Nowadays, it feels as if everyone is being pushed to step up their knowledge of technology. It is almost assumed that people realize how important and even "fun" it is to dig in and learn more about the latest technology devices and applications. There is almost a sense of shame associated with not being "techy" or not being excited about "nerding out" and learning all the bells and whistles that come with these phones or computers we are all being encouraged to buy use more and more.
For those feeling that way, take a deep breath. The approach and messaging in assuming or shaming people about their relationship with technology is plain wrong and is a disservice to society in general. Instead, why don't we take the approach of viewing technology tools to facilitate our individual goals and desires for overall wellbeing?

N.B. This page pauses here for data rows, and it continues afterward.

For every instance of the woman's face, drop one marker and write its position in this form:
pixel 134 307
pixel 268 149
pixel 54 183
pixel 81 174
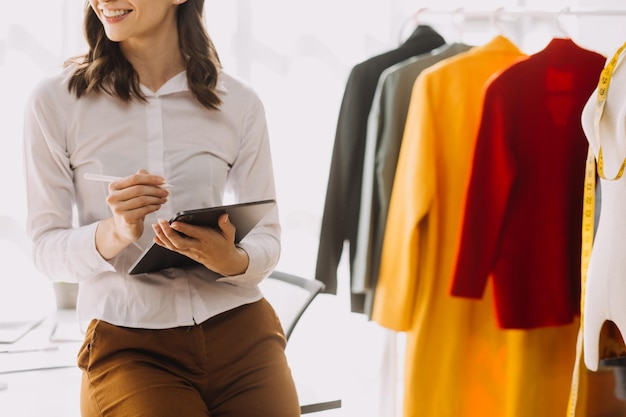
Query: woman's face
pixel 136 19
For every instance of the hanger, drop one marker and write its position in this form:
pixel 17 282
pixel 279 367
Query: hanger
pixel 458 17
pixel 496 21
pixel 414 20
pixel 559 24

Everyone is on their own journey and has their own definition of well-being and their own journey and relationship with technology. If we look at these journeys from a parallel perspective, it might help to take the edge out of the societal assumptions associated with technology education and learning.
Let's start looking at what WE can get out of learning more about certain new technology tools.
Considering the seven dimensions of well-being from a tech perspective, we can decide based on our own wellness goals as to whether or not it is worth it to expend effort and energy learning how to use new tools. For example, looking at the vocational aspect of wellbeing, how can a bit of a tech tune-up help us with that dimension? Well, I think we can start by exploring the new job and resume platforms available from Indeed to Craig's list and more. While we are at it, why don't we learn how to set up a LinkedIn profile and use that as our first step into vocational explorations online and social media platforms in general.
At GroovyTek, we believe that nothing should be assumed, and nobody should ever feel shame regarding their relationship with technology. We are dedicated to providing a one-on-one resource for people to learn more about technology on their own terms while always being treated with the utmost patience and respect. So, moving forward, don't let people tell you that you need to be more "techy," instead, take a step back and think about how you can use technology to achieve your individual goals related to your overall wellness.